I'm implementing a small dictionary database where I'd like to do searches based on lexical/semantic similarity between them..
For example, beer
has "sister words" such as soda, lemonade, wine, champagne
each "different" in a "different direction" (in example: the first two are "moderate" versions of the idea of "beer", while the latter two are "more extreme" versions)
I know WordNet has an API, but most of the words (and phrases) in my dictionary are related in more informal ways
(another example. "gangster" is related to [nun, orphan, rebel
] {criminal, mafia boss, murderer
}, where extremity varies from left to right, and the ones in [] are considered "positive extremities", and the ones in {} are "negative extremities")
In usage:
- User enters search input (a word)
- Word is matched with sister words.
- User has chance to "finetune word" by altering extremities in at least 2 directions, such as in examples above.
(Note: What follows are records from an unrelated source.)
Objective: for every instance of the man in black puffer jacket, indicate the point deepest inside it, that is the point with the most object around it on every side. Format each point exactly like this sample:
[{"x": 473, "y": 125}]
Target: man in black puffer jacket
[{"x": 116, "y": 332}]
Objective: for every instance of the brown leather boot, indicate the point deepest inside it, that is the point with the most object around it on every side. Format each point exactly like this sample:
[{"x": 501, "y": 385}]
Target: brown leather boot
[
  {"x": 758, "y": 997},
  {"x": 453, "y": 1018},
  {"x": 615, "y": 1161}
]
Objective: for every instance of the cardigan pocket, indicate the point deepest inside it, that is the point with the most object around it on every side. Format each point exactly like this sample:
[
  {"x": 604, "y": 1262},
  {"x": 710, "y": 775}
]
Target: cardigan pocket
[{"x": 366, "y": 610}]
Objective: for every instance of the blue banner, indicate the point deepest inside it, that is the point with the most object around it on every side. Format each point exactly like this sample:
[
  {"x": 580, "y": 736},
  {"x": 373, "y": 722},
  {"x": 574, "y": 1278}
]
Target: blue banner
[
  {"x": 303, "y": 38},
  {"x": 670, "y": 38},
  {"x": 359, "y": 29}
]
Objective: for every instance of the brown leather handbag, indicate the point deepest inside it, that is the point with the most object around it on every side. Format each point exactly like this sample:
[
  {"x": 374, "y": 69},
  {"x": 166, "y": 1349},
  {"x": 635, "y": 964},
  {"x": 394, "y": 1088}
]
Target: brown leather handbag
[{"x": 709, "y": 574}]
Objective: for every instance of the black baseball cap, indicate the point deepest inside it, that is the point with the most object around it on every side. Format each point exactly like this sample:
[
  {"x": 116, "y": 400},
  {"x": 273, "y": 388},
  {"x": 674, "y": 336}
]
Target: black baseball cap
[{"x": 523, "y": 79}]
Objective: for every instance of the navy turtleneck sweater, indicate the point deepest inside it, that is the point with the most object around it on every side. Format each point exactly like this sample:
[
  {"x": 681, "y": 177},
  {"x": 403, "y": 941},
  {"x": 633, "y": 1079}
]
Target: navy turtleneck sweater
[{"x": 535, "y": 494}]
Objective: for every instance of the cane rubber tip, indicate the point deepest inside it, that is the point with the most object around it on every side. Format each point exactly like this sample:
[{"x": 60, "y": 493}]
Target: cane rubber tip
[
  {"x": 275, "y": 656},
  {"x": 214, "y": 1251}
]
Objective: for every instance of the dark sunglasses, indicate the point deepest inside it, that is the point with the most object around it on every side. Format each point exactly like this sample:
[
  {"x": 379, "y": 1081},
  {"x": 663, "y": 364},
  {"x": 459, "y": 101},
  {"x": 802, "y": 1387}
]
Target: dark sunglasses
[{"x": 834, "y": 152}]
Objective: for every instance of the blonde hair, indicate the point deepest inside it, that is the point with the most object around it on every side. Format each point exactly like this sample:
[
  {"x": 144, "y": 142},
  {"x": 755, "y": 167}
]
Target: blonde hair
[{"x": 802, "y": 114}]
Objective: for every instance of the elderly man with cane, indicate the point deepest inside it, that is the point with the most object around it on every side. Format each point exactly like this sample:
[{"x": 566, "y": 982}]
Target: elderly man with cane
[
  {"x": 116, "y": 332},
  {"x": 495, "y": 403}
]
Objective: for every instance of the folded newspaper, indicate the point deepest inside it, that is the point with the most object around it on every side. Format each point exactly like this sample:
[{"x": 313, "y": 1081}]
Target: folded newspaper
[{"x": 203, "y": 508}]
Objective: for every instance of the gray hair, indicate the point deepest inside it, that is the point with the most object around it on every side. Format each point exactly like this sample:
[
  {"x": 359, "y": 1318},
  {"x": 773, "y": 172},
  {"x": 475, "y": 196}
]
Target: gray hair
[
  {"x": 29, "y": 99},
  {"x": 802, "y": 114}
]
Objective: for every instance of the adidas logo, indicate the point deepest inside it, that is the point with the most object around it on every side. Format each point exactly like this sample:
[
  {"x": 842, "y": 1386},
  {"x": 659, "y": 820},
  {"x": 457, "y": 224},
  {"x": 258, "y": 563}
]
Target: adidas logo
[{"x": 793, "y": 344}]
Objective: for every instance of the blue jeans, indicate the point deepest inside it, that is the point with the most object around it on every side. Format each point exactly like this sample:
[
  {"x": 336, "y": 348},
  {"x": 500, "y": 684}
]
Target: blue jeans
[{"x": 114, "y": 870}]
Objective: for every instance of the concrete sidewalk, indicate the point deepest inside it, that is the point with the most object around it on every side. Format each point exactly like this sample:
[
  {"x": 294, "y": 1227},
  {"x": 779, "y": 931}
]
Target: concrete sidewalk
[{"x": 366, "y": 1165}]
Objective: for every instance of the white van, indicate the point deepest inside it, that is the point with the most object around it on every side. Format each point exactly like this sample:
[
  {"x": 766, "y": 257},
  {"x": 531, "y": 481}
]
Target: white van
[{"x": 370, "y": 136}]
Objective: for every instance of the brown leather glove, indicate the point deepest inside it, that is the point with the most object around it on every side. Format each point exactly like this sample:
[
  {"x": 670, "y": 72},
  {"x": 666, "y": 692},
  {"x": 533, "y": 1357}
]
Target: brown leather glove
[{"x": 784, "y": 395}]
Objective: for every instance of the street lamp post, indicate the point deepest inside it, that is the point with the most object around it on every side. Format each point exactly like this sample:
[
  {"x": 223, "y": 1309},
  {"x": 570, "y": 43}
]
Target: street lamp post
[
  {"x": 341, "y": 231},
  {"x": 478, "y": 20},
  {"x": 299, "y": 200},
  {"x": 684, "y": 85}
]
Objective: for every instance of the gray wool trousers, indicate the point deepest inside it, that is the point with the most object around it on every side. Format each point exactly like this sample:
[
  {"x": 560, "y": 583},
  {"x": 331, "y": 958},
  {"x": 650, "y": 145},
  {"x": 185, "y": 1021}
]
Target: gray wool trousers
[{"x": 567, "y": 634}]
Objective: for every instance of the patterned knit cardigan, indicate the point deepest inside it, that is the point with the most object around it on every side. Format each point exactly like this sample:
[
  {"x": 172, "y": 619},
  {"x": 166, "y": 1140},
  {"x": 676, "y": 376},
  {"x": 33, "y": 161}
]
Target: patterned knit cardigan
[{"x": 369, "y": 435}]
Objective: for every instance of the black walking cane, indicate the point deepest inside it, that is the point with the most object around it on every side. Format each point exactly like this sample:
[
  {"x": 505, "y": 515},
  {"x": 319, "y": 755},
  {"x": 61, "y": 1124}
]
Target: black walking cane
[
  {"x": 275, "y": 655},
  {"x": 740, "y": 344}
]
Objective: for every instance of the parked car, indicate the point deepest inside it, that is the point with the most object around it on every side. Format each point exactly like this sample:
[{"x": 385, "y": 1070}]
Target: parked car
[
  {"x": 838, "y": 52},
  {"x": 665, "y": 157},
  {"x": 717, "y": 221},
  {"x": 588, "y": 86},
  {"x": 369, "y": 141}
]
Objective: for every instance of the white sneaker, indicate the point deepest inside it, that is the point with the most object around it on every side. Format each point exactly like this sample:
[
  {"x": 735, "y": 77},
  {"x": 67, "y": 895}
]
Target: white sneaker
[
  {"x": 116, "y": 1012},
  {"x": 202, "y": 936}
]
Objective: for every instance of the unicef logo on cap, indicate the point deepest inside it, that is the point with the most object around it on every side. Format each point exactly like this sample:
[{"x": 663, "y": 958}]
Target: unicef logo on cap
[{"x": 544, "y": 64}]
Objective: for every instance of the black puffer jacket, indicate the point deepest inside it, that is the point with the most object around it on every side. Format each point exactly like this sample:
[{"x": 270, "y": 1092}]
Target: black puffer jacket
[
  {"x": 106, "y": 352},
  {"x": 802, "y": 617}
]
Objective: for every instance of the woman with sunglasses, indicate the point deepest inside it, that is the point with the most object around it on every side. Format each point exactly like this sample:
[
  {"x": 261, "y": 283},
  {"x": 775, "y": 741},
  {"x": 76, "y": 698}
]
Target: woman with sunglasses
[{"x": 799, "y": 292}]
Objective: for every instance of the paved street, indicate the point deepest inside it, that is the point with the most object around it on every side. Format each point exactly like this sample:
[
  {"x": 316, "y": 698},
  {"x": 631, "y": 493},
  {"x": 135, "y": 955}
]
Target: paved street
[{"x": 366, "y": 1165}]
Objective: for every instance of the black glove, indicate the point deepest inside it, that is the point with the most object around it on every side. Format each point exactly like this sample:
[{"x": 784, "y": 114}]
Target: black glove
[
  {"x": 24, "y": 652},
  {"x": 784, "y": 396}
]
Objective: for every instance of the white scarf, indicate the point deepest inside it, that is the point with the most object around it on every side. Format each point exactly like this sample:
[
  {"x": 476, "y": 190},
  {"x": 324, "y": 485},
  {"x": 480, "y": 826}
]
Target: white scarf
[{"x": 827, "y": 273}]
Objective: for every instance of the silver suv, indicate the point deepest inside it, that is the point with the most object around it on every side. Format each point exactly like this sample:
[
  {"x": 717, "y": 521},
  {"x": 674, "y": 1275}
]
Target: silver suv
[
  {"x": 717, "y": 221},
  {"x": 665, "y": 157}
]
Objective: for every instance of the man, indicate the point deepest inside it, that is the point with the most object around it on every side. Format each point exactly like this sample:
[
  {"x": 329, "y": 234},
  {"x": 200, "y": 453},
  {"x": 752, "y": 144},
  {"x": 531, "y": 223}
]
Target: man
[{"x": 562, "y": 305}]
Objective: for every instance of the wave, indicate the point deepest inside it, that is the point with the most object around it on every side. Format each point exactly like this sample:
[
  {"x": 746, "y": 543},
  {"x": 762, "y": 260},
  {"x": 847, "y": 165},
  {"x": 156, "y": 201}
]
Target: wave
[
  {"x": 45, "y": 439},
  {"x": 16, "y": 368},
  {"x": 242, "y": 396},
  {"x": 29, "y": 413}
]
What's the best way to implement such a search -- steps 2 and 3 above?
I'm considering using PHP/MySQL since that is what I am familiar with, but what are better alternatives? Again - keep in mind that this isn't a large dictionary. It's just a selection of common words.
Here's my attempt at answering this - it's very, very basic... improvement suggestions welcome:
MySQL table words:
id, (primary key, autoincrement)
word (varchar 75),
relatedword (varchar 75)
relationscore (int 11)
direction (tinyint, -1 or 1)
Given a $word query and $direction:
"SELECT relatedword FROM words WHERE word='$word' AND direction=$direction ORDER BY relationscore DESC"